Cadiz is an unincorporated community in Bee County, in the U.S. state of Texas. According to the Handbook of Texas, the community had a population of 15 in 2000. It is located within the Beeville micropolitan area.

History
Cadiz was originally called Lapara in the early 1870s. It may have been given that name for the Spanish word la parral, meaning "thicket" or "tangle of vines". R.C. Eeds opened a store in the community and Amos Barker became the pastor at the local Baptist church by the end of the decade. A post office was established at Cadiz in 1892 and remained in operation until 1942. Its population was 50 in 1914 and lost half of it by the early 1930s. At the end of that decade, there were two churches, a store, a gin, and a service station in the community. Mail was then routed to the community from nearby Beeville. It had a population of 15 from the late 1950s through 2000. Community life centered on its local Baptist church.

The Lapara Baptist Church was established on August 12, 1877, by 32 members of the charter.

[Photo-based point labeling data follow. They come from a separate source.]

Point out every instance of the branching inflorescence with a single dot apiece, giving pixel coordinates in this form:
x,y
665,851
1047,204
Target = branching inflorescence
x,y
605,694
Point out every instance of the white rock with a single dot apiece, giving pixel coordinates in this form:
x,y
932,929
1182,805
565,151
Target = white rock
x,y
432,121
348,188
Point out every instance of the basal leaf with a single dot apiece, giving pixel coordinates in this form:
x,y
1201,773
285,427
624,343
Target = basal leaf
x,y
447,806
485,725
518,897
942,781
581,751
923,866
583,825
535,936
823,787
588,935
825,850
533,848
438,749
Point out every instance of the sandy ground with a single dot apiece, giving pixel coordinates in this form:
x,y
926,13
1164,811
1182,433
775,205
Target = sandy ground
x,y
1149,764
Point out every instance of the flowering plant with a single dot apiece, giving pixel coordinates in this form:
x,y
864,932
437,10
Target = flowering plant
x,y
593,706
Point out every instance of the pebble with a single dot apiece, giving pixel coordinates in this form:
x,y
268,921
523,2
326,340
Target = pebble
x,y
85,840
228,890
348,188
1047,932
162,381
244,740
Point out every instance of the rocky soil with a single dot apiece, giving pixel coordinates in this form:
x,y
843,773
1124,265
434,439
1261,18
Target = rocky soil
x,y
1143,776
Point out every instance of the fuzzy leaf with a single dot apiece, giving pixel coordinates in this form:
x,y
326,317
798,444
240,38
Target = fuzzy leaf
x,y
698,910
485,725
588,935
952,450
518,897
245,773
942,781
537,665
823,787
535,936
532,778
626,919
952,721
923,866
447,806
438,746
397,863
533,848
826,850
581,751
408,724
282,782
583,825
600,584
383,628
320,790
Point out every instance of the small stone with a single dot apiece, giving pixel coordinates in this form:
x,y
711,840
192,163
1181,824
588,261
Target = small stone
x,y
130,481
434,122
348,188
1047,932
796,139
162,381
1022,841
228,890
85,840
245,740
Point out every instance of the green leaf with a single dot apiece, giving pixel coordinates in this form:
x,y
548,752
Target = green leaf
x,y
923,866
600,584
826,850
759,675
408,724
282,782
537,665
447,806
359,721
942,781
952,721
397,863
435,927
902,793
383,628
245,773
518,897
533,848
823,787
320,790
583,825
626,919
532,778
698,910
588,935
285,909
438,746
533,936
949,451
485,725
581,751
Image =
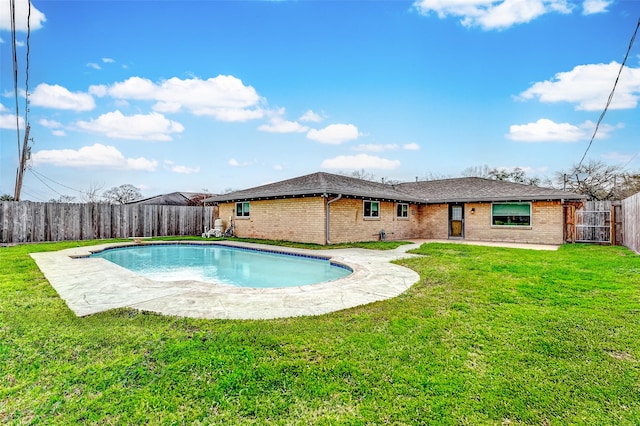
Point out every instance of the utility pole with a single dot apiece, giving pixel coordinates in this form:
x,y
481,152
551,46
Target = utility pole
x,y
24,156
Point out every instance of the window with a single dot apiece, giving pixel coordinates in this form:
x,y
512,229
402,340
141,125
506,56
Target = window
x,y
511,214
242,209
371,209
402,210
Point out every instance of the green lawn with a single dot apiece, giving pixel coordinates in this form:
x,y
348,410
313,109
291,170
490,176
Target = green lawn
x,y
488,336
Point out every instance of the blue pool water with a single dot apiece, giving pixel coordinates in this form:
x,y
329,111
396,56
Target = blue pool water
x,y
223,265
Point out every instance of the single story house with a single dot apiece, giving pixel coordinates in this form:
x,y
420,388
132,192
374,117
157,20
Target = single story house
x,y
325,208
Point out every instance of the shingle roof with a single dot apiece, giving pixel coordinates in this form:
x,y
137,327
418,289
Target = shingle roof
x,y
319,184
435,191
480,189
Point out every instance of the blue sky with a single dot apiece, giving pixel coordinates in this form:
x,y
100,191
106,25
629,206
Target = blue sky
x,y
218,95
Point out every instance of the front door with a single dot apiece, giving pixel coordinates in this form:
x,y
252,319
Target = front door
x,y
456,220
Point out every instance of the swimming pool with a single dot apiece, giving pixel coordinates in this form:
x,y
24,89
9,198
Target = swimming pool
x,y
219,264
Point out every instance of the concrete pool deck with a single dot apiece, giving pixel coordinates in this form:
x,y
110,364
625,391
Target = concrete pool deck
x,y
92,285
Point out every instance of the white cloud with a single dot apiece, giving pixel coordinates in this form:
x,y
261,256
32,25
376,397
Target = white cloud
x,y
619,157
235,163
50,124
376,147
589,87
360,161
152,126
590,7
492,14
411,146
58,97
283,126
278,124
311,117
224,97
21,13
95,156
334,134
545,130
170,165
8,120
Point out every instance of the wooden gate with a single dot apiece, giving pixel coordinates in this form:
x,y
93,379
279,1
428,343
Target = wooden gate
x,y
594,223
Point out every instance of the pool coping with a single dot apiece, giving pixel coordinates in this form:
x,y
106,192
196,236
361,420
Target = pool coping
x,y
93,285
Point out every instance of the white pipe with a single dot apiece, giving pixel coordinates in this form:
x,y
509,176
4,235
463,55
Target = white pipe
x,y
327,215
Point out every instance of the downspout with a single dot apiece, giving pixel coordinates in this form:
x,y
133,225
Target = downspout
x,y
327,216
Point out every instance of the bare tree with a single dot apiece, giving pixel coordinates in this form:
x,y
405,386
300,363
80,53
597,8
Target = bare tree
x,y
63,199
477,171
599,181
122,194
92,193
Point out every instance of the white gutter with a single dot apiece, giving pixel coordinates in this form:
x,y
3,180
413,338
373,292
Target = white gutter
x,y
327,216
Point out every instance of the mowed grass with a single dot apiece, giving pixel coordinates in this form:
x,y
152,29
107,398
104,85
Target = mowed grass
x,y
487,336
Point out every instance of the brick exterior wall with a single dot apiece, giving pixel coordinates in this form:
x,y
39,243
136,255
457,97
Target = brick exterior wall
x,y
349,225
437,221
303,220
546,225
291,219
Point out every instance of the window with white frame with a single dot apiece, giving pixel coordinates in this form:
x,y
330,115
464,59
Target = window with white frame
x,y
402,210
511,214
242,209
371,209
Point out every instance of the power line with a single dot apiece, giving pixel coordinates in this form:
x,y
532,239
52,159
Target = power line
x,y
24,151
610,95
47,185
40,175
14,52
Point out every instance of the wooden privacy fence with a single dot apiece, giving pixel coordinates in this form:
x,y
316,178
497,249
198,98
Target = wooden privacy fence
x,y
25,221
631,222
594,222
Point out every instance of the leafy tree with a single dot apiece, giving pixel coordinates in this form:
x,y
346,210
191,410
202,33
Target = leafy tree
x,y
630,185
122,194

Services were held under a brush arbor and in the local schoolhouse before it was moved to La Para Creek in 1920. It was enlarged to accommodate the growing population. It won the Rural Church of the Year award in 1960. It currently helps disaster victims and supports students of the ministry and participates in Christian crusades. There are only a few houses left in the community today.

Geography
Cadiz is located on Farm-to-Market Road 799 near La Para Creek,  west of Beeville in western Bee County.

Education
Schoolchildren in the community attended school at the Turner and McCollom homes until a school with three teachers employed was built in the late 1930s. Today, the community is served by the Beeville Independent School District.